Four episodes of the show were produced, each lasting eleven minutes; they are set at night and follow a different character individually. Michael Ouweleen, the chief marketing officer for Cartoon Network, explained that the miniseries format allows for different artistic qualities to flourish in their shorts program and for existing pilots put on hold to come to fruition. A number of comedians were hired as the voices of primary and secondary characters. Jon Daly, Wendi McLendon-Covey, Gillian Jacobs and Nicki Rapp reprised their roles from the pilot as King Rufus, Queen Eleanor, Rosalind and Alex respectively, whilst Kieran Culkin took over from Jeremy Redleaf as the voice of Peter.

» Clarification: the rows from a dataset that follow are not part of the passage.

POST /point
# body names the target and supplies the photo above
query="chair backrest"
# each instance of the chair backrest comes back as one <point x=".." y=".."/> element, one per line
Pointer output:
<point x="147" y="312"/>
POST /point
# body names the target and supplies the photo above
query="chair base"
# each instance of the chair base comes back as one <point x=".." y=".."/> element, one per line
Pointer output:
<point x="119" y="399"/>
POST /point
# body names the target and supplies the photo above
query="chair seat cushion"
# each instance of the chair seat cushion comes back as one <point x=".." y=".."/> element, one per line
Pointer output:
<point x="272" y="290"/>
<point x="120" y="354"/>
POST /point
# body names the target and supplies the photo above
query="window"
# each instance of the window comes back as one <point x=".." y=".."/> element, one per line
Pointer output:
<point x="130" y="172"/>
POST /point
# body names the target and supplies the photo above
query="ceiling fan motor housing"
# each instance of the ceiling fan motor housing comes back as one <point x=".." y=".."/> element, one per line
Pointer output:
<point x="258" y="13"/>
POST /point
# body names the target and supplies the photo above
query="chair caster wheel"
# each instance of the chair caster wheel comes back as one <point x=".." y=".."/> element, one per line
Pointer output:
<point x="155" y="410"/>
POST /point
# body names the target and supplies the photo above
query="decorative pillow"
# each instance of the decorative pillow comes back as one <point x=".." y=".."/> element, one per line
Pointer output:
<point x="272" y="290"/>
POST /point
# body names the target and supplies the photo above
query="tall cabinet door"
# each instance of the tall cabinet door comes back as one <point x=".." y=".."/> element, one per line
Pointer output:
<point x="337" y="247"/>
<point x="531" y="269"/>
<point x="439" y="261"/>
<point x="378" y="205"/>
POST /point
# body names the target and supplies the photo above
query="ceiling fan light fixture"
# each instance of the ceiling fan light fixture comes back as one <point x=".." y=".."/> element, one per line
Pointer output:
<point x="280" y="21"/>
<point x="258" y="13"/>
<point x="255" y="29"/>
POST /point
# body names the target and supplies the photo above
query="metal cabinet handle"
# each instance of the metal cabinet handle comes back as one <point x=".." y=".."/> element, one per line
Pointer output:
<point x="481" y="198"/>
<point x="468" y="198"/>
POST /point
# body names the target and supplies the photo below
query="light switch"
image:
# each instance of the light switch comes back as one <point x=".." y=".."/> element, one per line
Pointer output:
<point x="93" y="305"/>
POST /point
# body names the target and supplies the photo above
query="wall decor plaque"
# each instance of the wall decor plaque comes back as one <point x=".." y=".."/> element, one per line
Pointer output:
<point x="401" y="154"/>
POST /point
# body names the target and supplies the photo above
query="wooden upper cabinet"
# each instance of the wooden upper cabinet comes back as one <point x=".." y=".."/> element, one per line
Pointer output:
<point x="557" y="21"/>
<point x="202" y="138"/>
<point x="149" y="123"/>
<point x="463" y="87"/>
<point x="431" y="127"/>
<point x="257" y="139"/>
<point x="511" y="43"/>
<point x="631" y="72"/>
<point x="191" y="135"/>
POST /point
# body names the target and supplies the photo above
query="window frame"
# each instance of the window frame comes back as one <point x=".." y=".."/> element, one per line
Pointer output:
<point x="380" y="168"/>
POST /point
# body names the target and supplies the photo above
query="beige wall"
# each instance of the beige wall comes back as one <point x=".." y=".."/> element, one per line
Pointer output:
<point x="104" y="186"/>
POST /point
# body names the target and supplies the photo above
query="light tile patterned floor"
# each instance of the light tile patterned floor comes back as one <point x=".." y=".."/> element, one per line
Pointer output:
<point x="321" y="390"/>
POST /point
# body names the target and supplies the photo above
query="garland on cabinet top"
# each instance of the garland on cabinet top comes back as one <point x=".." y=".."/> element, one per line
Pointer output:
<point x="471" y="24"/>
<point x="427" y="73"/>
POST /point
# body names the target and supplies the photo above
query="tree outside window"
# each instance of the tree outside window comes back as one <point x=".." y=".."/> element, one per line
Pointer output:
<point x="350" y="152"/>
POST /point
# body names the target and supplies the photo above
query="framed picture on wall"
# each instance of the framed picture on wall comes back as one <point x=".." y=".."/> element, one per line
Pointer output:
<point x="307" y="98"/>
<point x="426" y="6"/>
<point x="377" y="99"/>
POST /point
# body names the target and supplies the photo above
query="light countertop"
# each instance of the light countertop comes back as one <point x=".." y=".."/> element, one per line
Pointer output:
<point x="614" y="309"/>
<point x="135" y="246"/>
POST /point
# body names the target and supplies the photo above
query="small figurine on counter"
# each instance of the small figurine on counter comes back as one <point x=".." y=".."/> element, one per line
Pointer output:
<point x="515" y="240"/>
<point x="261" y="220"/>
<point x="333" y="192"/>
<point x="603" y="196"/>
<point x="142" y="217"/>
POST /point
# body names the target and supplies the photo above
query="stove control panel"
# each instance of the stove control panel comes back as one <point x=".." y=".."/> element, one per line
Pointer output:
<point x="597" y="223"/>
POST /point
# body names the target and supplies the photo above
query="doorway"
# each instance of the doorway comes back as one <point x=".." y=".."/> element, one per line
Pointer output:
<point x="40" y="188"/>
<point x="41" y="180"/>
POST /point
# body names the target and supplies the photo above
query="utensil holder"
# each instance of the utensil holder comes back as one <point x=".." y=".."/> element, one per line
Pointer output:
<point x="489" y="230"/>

Additional characters were voiced by Fred Armisen, Ellie Kemper, Ken Marino, Alfred Molina, Horatio Sanz, and Peter Serafinowicz.

==Cast==
===Main voices===

- Jon Daly – King Rufus
- Wendi McLendon-Covey – Queen Eleanor
- Jane Horrocks – Queen Eleanor (UK Version, miniseries only)
- Gillian Jacobs – Rosalind
- Kieran Culkin – Peter
- Nicki Rapp – Alex
- Horatio Sanz – Allistair
- Peter Serafinowicz – Frederick, Announcer

===Various voices===

- Nonso Anozie – Demonic Hare, Gregor
- Fred Armisen – Gavin, Brody
- Julian Barratt – Harold the Guard, Ace
- Wendi McLendon-Covey – Danny
- Kieran Culkin –
- Jon Daly – Bystander, Knight #3, Ashley
- Jermaine Fowler – Demarcus
- Gillian Jacobs – Katherine, Kimber
- Ellie Kemper – Mudria Dirtman
- Ken Marino – Snake
- Alfred Molina – Rupert, Neil
- Jordi Mollà – King Diego Belafonte
- Nicki Rapp –
- Jeremy Redleaf – Peter (Pilot only)
- Horatio Sanz – Knight #1, Gorgeous, Mr. Dirtman
- Christopher Corey Smith – Frederick/Announcer (Pilot only), Knight #2
- Peter Serafinowicz – Demonic Hare

==Episodes==

| Series | Episodes |  | Originally released |  |
| First released | Last released |
| Pilot |  |  | 16 May 2014 |  |
| Miniseries | 4 |  | November 30, 2015 | December 3, 2015 |

===Pilot (2014)===

| No. | Title | Directed by | Written and storyboarded by | Original release date |
| 0 | "Long Live the Royals" | Phil Rynda (creative), Sue Mondt (art), and Robert Alvarez (timing) | Sean Szeles | May 2, 2016 (TV) |
Peter enters his father King Rufus' Tournament of Games to capture the attention of a woman named Katherine.

===Miniseries (2015)===

| No. | Title | Written and storyboarded by | Original release date | U.S. viewers (millions) |
| 1 | "Yule Scare" | Cole Sanchez and Sean Szeles | November 30, 2015 | 1.04 |
The family begins planning for the festival, but those preparations fall apart when Peter is unsuccessful in finding friends to party with.
| 2 | "Punk Show" | Sean Szeles | December 1, 2015 | 0.95 |
Rosalind attempts skipping the festival in favor of her boyfriend's punk rock concert, much to the chagrin of King Rufus.
| 3 | "Snore Much" | Cole Sanchez and Sean Szeles | December 2, 2015 | 0.96 |
Queen Eleanor must resolve her snoring when it brings about issues in the kingdom.
| 4 | "The Feast" | Calvin Wong | December 3, 2015 | 0.85 |
As the feast of the festival commences, Alex escapes to retrieve the Yule Hare of Lore.

==Broadcast==
Long Live the Royals premiered on Cartoon Network channels in Africa on December 19, 2015 and in Australia and New Zealand on January 26, 2016. Long Live The Royals premiered on Cartoon Network UK and Ireland on September 6, 2016.